Se ne uscì calmo calmo, accendendo un’altra sigaretta. Poco dopo
l’occhialaio, riconosciuta vana ogni speranza di ragionare col
farmacista, pensò che meglio fosse andarsene, e fece come lui.
Arrigo si diresse verso la solita bisca, ove da qualche tempo gli
arrideva una straordinaria fortuna. Dopo aver pagate, come ogni altro
giocatore, le spese del suo noviziato e maledetta l’ingiusta fortuna e
trascorse ore insonni a ragionar col demone che dispone fortuitamente
le carte sui ciechi tavolieri, dopo aver osservato col suo freddo
spirito coloro che perdevano sempre e coloro che più spesso vincevano,
egli era divenuto in breve uno di que’ freddi e cauti giocatori che
sanno in fin de’ conti aver ragione anche dell’azzardo capriccioso,
contrapponendo alle altrui debolezze la propria inflessibile virtù.
Non più le carte amava nè l’alea che tende i nervi e tien sospeso il
respiro sopra il sorteggio d’un punto; ma s’era invece prefissa una
nitida volontà di vincere, di afferrar nel suo pugno quel denaro che
tanto gli era necessario per i suoi prossimi destini. Conosceva i suoi
compagni di gioco, aveva esercitato sopra ognun d’essi un esame acuto,
e quand’essi, eccitati o stanchi, nell’ore tarde rincorrevano il denaro
perduto, egli, che tutta sera aveva temporeggiato, apriva sagacemente
la sua battaglia senza lasciarsi vincere da alcuna ingordigia nè
distogliere da alcuna pietà. Si era persuaso che al giuoco pure,
come nell’altre contese della vita, la fortuna conta per molto ma
il carattere fermo vale ancor più. E da qualche tempo la sorte lo
compensava di aver fiducia in sè stesso più che in lei. Durante gli
ultimi tempi aveva raggranellata una considerevole somma.

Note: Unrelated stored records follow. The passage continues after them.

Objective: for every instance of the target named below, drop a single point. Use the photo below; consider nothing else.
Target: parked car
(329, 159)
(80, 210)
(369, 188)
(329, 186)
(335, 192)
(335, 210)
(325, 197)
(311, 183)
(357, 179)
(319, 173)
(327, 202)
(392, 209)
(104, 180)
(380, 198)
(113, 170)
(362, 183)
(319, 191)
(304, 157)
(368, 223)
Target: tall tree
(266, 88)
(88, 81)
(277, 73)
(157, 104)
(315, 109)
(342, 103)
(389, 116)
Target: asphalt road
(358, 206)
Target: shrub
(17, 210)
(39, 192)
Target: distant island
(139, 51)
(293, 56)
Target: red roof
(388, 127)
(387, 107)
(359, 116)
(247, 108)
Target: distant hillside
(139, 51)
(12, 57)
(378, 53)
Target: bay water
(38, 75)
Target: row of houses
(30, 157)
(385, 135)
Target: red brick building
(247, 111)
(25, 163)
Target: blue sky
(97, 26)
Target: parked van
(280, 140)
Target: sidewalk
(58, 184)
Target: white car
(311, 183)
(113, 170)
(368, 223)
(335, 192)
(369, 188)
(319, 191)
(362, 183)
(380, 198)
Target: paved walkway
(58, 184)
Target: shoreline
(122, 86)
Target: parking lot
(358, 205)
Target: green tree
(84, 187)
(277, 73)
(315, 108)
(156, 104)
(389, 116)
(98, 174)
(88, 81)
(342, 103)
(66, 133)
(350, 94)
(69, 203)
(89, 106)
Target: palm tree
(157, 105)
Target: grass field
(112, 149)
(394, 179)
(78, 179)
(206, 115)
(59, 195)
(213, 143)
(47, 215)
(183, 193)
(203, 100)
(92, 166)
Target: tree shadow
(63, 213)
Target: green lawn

Allora donò al fratello Paolo tutta la sua guardaroba d’elegante
suburbano e si fece rinnovare le squamme dai primi abbigliatori della
città. Sapeva che sarti e calzolai creano la più immediata, forse la
maggior distinzione fra uomo ed uomo, poichè, in questo mondo bizzarro,
che vive d’apparenza e si pasce d’esteriorità, il prossimo fa sempre
miglior viso al cerretano bene agghindato che non al galantuomo il qual
non cura l’eleganza de’ suoi modi e del suo vestire.
Allora cominciarono a giungere nella modesta casa dell’occhialaio
fattorini e commessi, che portavan pacchi enormi, ben ravvolti in una
carta soffice, dalla ditta vistosa; le sorelle accorrevano a guardare
con una curiosità mista d’invidia quelle meraviglie che il ricco
fratello si comandava per i suoi diletti.
Con questi abiti nuovi, con queste camice fine, che la mamma non
avrebbe osato affidare alla lor semplice lavandaia, con quelle scarpine
lucide, odorose di buon cuoio, con que’ fazzoletti sottili come tele di
ragno, con que’ capelli tirati a lustro, d’una forma un po’ eccentrica,
e tutto quel lino e tutta quella seta e tutta quella buona materia
delicata, rara, odorosa, — una specie di aureola s’involse intorno al
primogenito. Ne furono tutti sorpresi, ed un poco anche il padre, quel
buono semplice padre, che non poteva scordarsi d’aver concepita sopra
il suo primogenito qualche speranza veramente ambiziosa.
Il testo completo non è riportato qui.